- Created by: BBC News
- Presented by: Raymond Snoddy (2004–2012) Samira Ahmed (2012–present)
- Country of origin: United Kingdom
- Original language: English

Production
- Production locations: Studio A, Broadcasting House, London
- Editor: Rob Burley
- Running time: 10 minutes

Original release
- Network: BBC News (UK feed)/ BBC One
- Release: 1 October 2004 – present

= BBC Newswatch =

Television series

BBC Newswatch is a weekly BBC television programme presented by Samira Ahmed that provides a viewer and listener right-of-reply for BBC News. The programme was originally made in studio TC7 at BBC Television Centre; however, in January 2013, the programme moved to Broadcasting House in central London.

== About ==

BBC Newswatch was launched in 2004 in response to the Hutton Inquiry, as part of an initiative to make BBC News more accountable. The programme is broadcast on Saturdays at 7:45 am on BBC One during BBC Breakfast, and on the UK feed of BBC News channel on Saturdays at 3:45 pm, or viewed online.

==Format==
BBC Newswatch starts with the presenter introducing the main news story that viewers have complained about.
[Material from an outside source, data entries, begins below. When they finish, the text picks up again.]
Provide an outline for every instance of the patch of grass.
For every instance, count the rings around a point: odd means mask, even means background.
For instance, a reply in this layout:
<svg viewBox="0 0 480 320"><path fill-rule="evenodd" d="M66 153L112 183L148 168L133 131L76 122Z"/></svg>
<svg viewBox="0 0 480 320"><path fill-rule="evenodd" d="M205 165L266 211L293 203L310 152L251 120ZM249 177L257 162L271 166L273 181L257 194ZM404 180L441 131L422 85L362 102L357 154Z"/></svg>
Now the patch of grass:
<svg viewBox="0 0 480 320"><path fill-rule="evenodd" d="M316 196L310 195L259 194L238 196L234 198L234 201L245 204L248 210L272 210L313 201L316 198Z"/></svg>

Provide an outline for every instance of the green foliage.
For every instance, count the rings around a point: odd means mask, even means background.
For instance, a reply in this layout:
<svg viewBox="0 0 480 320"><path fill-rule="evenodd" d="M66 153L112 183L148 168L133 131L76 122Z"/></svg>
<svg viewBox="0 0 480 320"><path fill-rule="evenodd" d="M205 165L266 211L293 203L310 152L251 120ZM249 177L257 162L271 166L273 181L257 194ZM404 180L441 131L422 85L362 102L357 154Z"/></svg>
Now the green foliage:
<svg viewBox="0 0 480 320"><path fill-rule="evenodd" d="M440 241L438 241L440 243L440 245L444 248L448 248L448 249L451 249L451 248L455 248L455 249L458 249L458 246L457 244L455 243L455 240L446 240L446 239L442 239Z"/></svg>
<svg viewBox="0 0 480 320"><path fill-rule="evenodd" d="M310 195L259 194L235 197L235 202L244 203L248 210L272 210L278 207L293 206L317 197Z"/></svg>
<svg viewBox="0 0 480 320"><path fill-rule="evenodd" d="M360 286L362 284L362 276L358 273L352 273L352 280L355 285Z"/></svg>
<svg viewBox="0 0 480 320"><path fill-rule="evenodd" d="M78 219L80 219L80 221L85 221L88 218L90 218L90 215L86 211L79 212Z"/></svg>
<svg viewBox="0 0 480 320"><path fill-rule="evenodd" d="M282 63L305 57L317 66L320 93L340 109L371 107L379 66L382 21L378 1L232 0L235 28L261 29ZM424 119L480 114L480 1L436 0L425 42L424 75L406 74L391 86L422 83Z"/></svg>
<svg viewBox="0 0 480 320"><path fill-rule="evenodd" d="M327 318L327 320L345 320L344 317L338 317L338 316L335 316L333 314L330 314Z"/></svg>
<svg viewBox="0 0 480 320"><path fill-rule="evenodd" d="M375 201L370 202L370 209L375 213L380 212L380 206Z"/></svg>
After about six minutes, often including talking to the head of BBC News or someone responsible for the story, the next section of the programme is usually split between a few other news stories.

==Presenters==

Ray Snoddy was the original presenter of the programme from 2004 to 2012.

Since October 2012, Samira Ahmed has been the presenter of the programme.

Shaun Ley guest presented the programme for three episodes in April 2019; Rebecca Jones guest presented two editions of the programme in June 2019.